Still plugging along! My vocabulary is building, but I still feel that the basics aren’t all in there yet. German is tough for one reason: Grammar. I’m really getting stuck on cases. If Duolingo concentrated a bit more on the necessary vocabulary, questions and statements first and saved this for later in the lessons, I think the world would be a happier place. Or, better yet, the grammar lessons they don’t include should be included. Explain to us why the cases are this way and what those words mean. What’s wrong with a reading bit, and then practice? Whatever, it’s meant to be an app that supplements your learning from good resources, not the center piece. But, I have to admit, I think it’s really really effective thus far (despite being stuck for weeks on the cases–nominative and accusative, I won’t even touch dative until I have the other two down).

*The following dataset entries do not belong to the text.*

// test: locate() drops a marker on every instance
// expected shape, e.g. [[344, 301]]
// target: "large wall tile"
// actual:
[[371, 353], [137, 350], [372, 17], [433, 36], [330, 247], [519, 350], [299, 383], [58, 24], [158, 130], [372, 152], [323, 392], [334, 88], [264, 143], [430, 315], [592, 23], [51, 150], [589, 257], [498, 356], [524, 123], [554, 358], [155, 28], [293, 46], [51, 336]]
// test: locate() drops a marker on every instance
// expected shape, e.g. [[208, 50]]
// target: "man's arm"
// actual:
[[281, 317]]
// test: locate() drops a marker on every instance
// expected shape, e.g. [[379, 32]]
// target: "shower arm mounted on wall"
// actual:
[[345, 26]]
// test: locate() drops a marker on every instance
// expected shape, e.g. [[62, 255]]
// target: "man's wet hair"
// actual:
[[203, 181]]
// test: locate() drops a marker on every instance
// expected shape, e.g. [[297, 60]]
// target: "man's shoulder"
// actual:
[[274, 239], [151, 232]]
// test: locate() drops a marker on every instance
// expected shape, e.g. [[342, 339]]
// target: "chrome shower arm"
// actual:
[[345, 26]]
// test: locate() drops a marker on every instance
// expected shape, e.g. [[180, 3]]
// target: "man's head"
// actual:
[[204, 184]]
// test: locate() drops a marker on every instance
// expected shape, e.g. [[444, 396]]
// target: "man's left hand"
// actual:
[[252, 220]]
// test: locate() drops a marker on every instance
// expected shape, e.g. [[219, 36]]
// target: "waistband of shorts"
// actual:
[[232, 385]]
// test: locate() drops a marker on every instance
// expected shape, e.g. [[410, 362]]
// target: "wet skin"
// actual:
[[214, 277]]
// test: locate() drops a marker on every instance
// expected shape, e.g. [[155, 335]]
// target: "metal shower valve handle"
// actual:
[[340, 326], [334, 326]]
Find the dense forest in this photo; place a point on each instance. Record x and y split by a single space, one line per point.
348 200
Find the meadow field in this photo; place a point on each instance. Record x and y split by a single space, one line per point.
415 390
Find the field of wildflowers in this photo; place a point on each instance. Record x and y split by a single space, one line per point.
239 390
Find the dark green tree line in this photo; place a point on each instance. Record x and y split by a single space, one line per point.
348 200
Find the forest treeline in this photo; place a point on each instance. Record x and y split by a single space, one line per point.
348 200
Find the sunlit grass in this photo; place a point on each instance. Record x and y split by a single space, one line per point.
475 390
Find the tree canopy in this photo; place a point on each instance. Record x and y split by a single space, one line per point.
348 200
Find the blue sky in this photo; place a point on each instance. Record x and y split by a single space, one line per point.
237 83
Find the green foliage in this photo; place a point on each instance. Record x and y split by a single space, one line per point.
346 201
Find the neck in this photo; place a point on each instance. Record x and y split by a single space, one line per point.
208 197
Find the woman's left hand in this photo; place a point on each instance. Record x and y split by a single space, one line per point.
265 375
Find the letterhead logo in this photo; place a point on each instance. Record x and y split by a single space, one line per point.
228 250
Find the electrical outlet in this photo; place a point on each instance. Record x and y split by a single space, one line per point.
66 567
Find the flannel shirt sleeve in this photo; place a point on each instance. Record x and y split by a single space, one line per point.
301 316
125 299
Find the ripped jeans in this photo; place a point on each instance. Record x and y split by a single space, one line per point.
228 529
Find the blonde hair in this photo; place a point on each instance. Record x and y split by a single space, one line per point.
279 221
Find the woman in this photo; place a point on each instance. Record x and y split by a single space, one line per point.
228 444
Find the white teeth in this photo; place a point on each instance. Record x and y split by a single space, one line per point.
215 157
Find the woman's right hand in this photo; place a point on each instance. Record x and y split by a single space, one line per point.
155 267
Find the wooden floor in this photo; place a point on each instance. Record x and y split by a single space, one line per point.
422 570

But, I digress. This post isn’t about the cases. I’ve already gone over that when I started with them in an earlier post. I want to discuss the idea that the German language is harsh. When I began the journey, this is all I heard. I still hear only this from people. It’s all they know, a stereotype that others have used for tired old comedy skits. The language when spoken by a native isn’t harsh or loud or gutter sounding, not to my ear. I hear the flourishes of some french influence and even a bit of Latin from the corners of the Roman Empire. There is English in there, and an influence from the North and North East (of Europe, loves). It’s lovely and eclectic. That said, once in a while, something pops up in the vocabulary of the day app I have that makes me go…oh, hell no, I ain’t saying that. And then I go look for an alternative word, because I am going to sound so silly saying may I have a bon-bon, when I am asking for a bit of candy…jeez, Louise! And in that case, there is no other word. I hope they know what candy is, or some kind, handsome, wonderful, native will take pity upon this sweet, innocent, American girl and tell me how to ask for a sweet without sounding like a snobby old French lady laying about in her satin covered bed clutching poodles to her feather draped breast (the room is all white, with sparkling chandeliers and a button headboard. Garrish gold fixtures…oh, gag). Speaking of stereotypes…
Recently, I came across a word in duolingo, like my beloved (beliebe?) Hasen. By no means is the word innocuous. You can say it with force and sound like you’re really angry about the lack of this item, or that the power in the utterance of such word adds a sinister meaning, but more importantly you’ll sound like you’re announcing the arrival of a nuclear waste created creature from the shores of Japan. Rasierer.
But don’t fear. The dude just wants a shave. Most men, even Germans, aren’t out to slit your throat and they certainly won’t demand you hand them the weapon of their demise as you watch them prepare for the day. He may have noticed the scruff upon your chin is growing in less than manly and should be scratched off before you’re laughed at in public for sparse beardedness. Or, perhaps, the gentleman noticed your legs are getting a bit fuzzy ladies (I’ve been told another stereotype about Europeans that totally negates that possibility). There are lots of uses for the word that it’s pronunciation (Rah-tseer-ah) should not worry you.
As a Godzilla fan, it just fills me with delight and thus giggles and I can’t stop saying it. This is where the awkward comes in. Hase und Rasierer shouldn’t be uttered in the same sentence. Nein. For, if you do, surely you are expressing some sort of violence, Nephew Fred or Fatal Attraction style, that leaves us wondering at your sanity.